Il est par son nom, l'évocation renouvelée et permanente du Devoir de Mémoire dont chacun doit s'emparer.
 Les différents matériaux montrent l'appartenance diverse de ceux qui perpétuent ce souvenir.
 Il me semble que l'humanité toute entière, dans sa diversité, est concernée par cette histoire.
Les témoins directs peuvent encore nous dire ce que nous ne pouvons imaginer.
 Comment ferons nous quand ils auront disparu ?
Dans la réunion de toutes les composantes humaines, attentives aux valeurs fondamentales de l'humanité,
nous pouvons espérer que ce fragment ne sera pas perdu.
Un fragment de texte* a été gravé sur ces deux pierres. Le texte n'est pas visible.
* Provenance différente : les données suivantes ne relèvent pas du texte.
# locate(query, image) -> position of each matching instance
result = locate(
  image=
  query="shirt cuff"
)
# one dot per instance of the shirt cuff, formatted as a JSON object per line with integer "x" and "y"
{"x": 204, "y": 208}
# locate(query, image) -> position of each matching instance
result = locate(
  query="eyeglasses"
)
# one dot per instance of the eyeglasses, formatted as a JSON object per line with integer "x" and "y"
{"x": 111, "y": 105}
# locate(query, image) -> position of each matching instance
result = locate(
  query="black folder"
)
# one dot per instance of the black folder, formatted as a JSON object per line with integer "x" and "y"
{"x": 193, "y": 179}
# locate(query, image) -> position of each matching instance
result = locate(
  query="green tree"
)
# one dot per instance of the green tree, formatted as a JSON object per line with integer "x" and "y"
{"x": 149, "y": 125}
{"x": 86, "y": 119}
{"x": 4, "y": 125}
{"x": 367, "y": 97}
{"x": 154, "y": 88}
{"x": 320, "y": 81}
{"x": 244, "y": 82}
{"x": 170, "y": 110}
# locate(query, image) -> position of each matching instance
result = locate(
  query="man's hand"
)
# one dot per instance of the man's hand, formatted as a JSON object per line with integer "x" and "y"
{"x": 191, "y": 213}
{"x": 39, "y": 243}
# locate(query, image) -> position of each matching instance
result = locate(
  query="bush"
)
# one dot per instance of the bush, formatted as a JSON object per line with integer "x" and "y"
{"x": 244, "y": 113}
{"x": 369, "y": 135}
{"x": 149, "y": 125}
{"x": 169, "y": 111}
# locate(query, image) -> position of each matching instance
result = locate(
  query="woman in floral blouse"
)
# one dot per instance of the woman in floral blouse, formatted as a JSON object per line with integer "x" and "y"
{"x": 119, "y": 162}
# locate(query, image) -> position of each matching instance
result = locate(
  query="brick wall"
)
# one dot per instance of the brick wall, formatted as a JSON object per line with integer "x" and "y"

 Il faut un effort pour déchiffrer parce qu'il y a eu l'intervention d'un codage chiffré particulier.
C'est un appel à l'effort personnel, à la pensée, à la prise de distance d'une certaine matérialité.
 Les deux pierres sont inséparables l'une de l'autre et communiquent entre elles.
Elles sont liées par le fil de fer barbelé qui rappelle les camps.
 Le tissu, sur lequel elles sont couchées, rappelle ces bouts de tissus portés par les déportés :
uniforme, couverture, signes distinctifs, étoiles et triangles, …
Chacun d'entre vous est un peu pierre, un peu tissu, un peu fil barbelé,
symboles vivants de notre rencontre pour cette exposition.
Nous sommes tous des morceaux, des fragments de cette Mémoire collective.


* Je suis de ces hommes, sans étoile sur le cœur qui défendent la Mémoire de ceux qui l'ont portée.
Je suis de ceux qui, comme ces bannis de l'humanité, n'ont jamais cessé de combattre, par rage, désespoir et folie.
ll coule dans mon corps leur sang sacrifié sur l'autel de la barbarie
et bientôt si l'on n'y prend garde, au panthéon de l'oubli.